How Is the Saudi Oil Ministry’s Current Policy Impacting the Company?

Between 1995 and 2019, the post of Saudi oil minister had been held by a former Aramco CEO. As a result, Saudi Arabia’s oil policy always seemed to be crafted with an understanding of the company and its interests. This changed when King Salman appointed one of his own sons, Abdulaziz, as Oil Minster in 2019. Now, the Oil Ministry is run by a royal with an entirely different mindset and with different priorities, some of which do not seem consistent with maximizing profits.

Abdulaziz, in conjunction with the rest of OPEC+, has been pursuing a reactionary oil market strategy. Whereas OPEC used to meet twice a year to set oil policy and was often hesitant to change policy between meetings, the current expanded group of OPEC+ is now meeting monthly to react to changes in the oil market. This instability is bad for business.
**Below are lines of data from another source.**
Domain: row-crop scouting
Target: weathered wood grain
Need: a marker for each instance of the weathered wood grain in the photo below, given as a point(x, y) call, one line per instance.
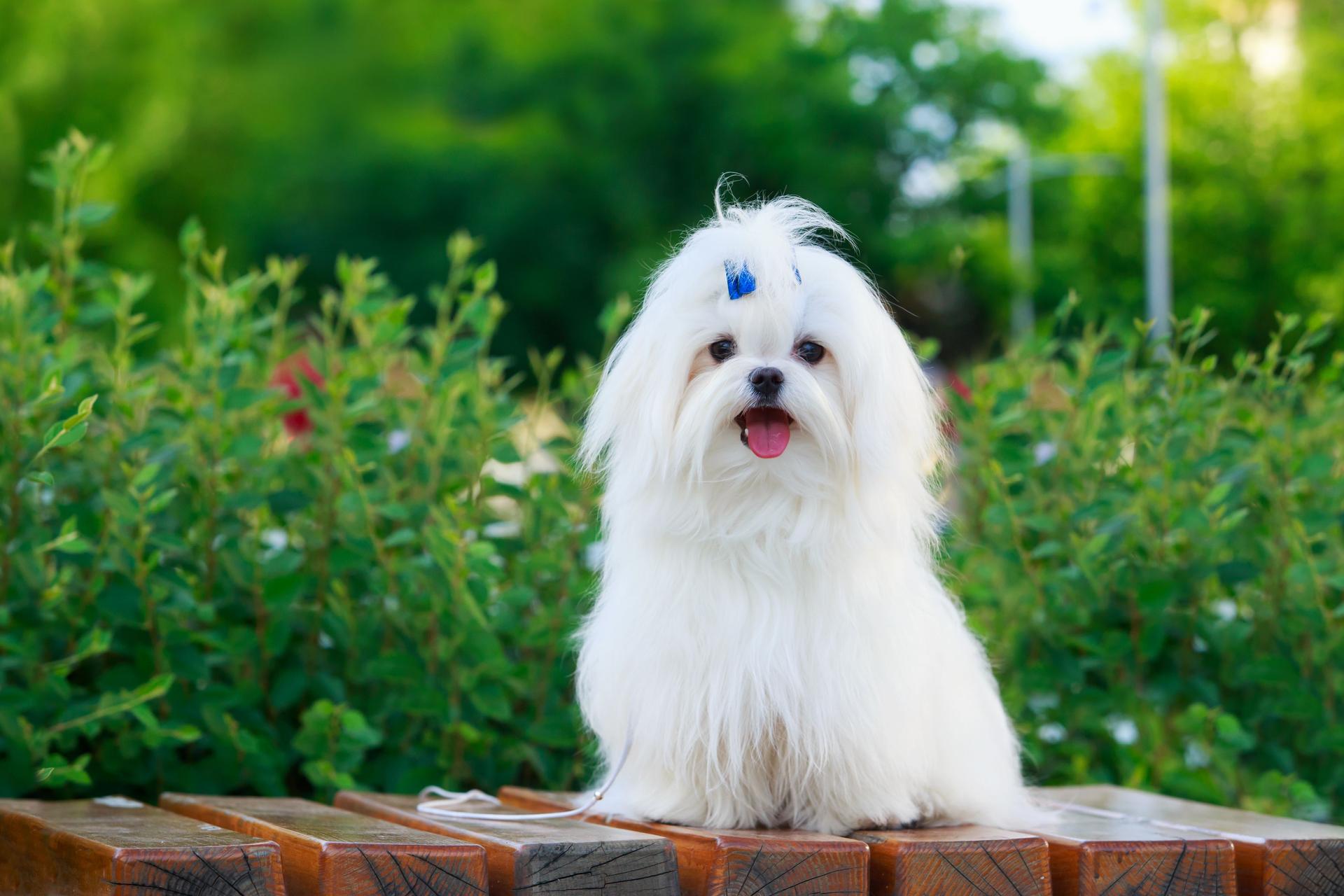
point(1100, 856)
point(542, 858)
point(967, 860)
point(741, 862)
point(332, 852)
point(1275, 856)
point(116, 846)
Last March, amid rising concerns about demand due to the coronavirus and after Russia refused to cut production as Saudi’s Oil Ministry wanted, Saudi Arabia announced a production increase to 12 million barrels per day in April. This immediately crashed the oil market. At its lowest point, Brent fell below $20 as a result of this impetuous move. Moreover, the sudden production increase cost Aramco money and left the country with virtually no spare capacity. The lack of spare capacity embarrassed the state and left its pivotal industry vulnerable to outages and attacks. To remedy this, the kingdom needed to quickly order Aramco to prepare to increase its capacity to 13 million barrels per day, at significant cost to the company.
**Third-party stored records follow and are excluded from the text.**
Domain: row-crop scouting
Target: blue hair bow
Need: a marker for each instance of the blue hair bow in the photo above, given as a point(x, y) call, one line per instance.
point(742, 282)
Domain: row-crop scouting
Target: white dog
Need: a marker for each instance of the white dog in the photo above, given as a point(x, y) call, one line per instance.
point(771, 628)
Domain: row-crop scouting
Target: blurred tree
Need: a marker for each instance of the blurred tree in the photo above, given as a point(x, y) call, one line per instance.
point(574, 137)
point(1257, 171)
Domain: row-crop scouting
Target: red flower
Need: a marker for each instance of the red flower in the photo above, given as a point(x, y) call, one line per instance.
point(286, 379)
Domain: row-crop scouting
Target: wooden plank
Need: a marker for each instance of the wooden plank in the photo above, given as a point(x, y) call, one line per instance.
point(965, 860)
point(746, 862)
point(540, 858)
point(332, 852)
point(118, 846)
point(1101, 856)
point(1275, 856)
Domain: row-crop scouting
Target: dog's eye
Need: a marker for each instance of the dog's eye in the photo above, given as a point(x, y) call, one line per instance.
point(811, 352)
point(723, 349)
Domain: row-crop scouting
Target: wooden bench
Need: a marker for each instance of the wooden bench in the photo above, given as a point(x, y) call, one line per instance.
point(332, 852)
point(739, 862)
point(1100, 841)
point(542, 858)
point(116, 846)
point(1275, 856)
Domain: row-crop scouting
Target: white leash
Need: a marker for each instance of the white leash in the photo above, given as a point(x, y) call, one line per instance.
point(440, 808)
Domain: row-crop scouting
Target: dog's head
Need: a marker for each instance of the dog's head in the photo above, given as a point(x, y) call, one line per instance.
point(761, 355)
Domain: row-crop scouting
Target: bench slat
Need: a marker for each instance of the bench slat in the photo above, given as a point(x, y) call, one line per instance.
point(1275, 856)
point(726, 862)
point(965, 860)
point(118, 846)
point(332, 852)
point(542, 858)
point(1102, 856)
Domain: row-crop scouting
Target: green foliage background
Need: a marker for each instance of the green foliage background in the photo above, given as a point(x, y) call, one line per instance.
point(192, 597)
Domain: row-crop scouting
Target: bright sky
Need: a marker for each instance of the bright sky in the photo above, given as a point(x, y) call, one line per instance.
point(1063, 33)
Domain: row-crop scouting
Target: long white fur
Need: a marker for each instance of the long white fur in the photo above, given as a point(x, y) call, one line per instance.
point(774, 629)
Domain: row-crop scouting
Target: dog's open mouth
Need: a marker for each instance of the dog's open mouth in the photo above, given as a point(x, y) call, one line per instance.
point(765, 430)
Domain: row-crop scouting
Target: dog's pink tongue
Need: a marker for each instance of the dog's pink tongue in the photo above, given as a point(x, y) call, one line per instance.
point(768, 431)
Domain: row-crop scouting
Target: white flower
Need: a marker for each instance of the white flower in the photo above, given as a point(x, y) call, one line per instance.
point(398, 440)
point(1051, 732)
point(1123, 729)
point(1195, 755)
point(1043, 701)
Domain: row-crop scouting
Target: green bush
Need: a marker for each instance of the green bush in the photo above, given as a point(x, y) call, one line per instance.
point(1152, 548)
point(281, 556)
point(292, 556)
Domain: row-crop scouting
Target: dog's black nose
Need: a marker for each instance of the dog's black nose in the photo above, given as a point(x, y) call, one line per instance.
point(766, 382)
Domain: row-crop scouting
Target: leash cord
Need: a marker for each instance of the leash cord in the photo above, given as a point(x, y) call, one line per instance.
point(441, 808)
All in all, the April 2020 fiasco was a failure of the Saudi Oil Ministry that contributed to the global economic collapse. Still, Abdulaziz’s reactionary stances continue. In February 2021, he decided that Saudi Arabia would unilaterally cut 1 million barrels per day of production in an effort to stabilize markets without much support from the rest of OPEC+. Now, he is adjusting policy month to month, forcing Aramco to find ways to accommodate the company’s long-term supply contracts as well as plan production and transportation with little more than a few weeks of notice. Aramco’s investors should be concerned about what toll this reactionary behavior is having on Aramco’s books, its personnel, and the health of the crude oil reserves.
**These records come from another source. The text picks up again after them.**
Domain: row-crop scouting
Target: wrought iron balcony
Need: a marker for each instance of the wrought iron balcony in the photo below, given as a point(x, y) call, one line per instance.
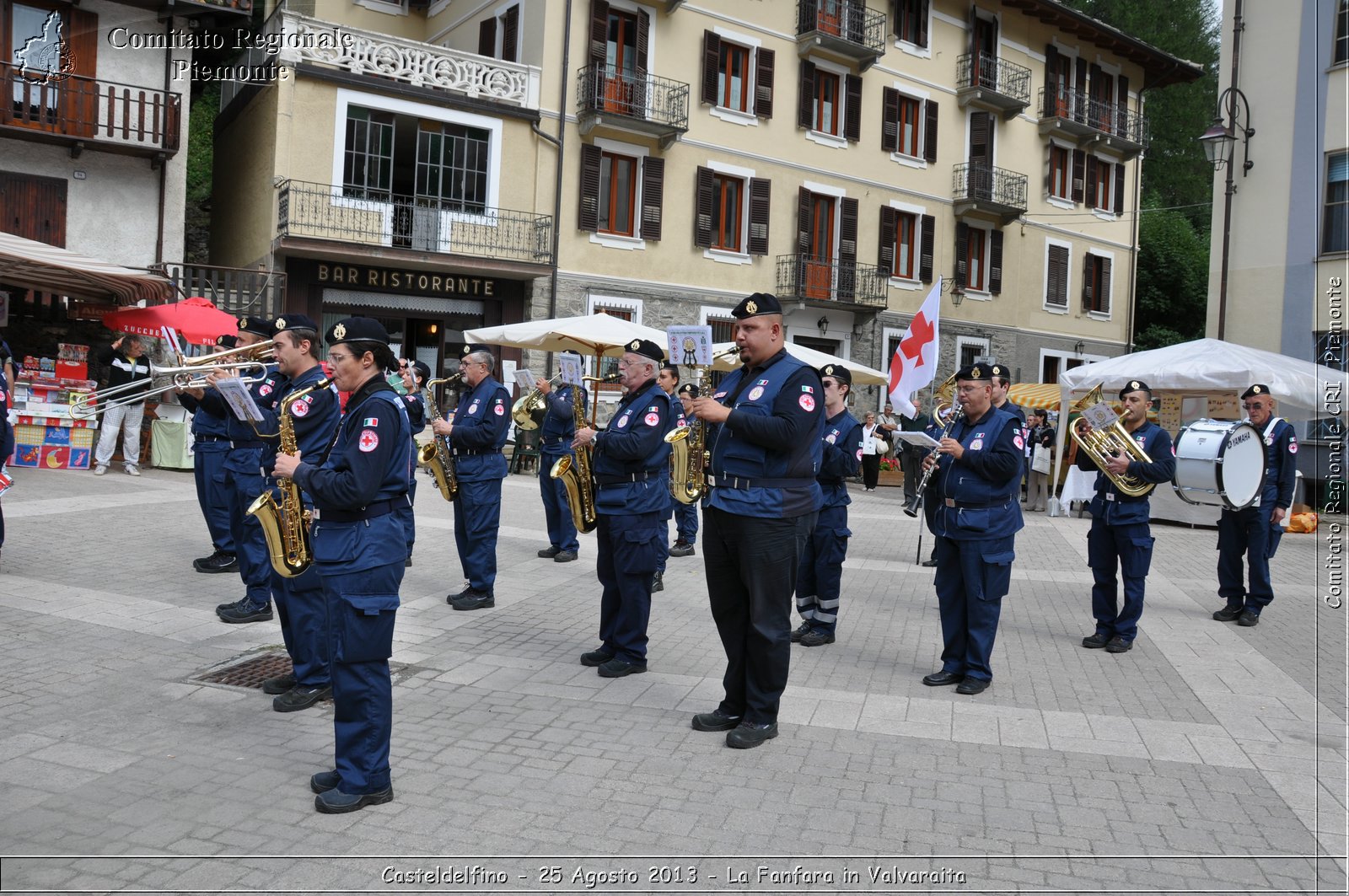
point(842, 27)
point(81, 112)
point(986, 190)
point(831, 282)
point(1093, 121)
point(632, 101)
point(422, 224)
point(993, 84)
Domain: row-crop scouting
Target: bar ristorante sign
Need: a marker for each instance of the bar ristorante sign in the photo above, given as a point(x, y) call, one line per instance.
point(406, 280)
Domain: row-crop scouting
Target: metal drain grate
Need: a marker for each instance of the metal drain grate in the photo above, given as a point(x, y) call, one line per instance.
point(250, 673)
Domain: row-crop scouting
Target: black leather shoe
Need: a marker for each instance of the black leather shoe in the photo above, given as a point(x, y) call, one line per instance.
point(280, 684)
point(335, 802)
point(750, 734)
point(715, 721)
point(617, 668)
point(301, 698)
point(1119, 646)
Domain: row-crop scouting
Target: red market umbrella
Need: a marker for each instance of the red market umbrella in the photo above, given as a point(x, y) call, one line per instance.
point(197, 320)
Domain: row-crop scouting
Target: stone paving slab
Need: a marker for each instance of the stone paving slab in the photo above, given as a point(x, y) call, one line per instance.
point(1209, 757)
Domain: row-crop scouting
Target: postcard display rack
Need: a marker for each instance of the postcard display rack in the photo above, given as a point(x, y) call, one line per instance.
point(45, 433)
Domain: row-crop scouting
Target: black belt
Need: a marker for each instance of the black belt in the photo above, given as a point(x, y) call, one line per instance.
point(739, 482)
point(368, 512)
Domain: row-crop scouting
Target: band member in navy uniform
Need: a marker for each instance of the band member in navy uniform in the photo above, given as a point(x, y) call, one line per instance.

How Much Money Will Saudi Arabia Take from Aramco in Coming Years?

Until the second half of 2014, crude oil was selling for more than $100 per barrel. At the end of 2014, the price fell, and it has still not fully recovered. In 2020, demand dropped and the April fiasco sent oil prices spiraling downwards again. Oil businesses everywhere suffered, but for Saudi Arabia, low oil prices are a political problem, because more than 60% of the state’s budget is funded by Aramco.

Oil prices seem to be stabilizing above $60 and may rise even higher. The question for Aramco in 2021 must be: how much of any new revenues will be taken by the government? The government likely wants to make up for budget shortfalls and tightened budgets over the last few years. If the price of oil continues to rise, the government may desire a larger share of Aramco’s profits.

The company (under pressure from the king) guaranteed $75 billion in dividends annually to public shareholders when the company went public in December of 2019. The government gets its portion of that dividend only after the non-government shareholders are paid. Shortfalls mean the government loses out. The government also takes a royalty on barrels produced—which rises as the price of oil rises—as well as money in the form of fees, rents, income taxes and a special dividend. All of these payments except for the special dividend are set in formal paperwork and any changes to them would upset public shareholders.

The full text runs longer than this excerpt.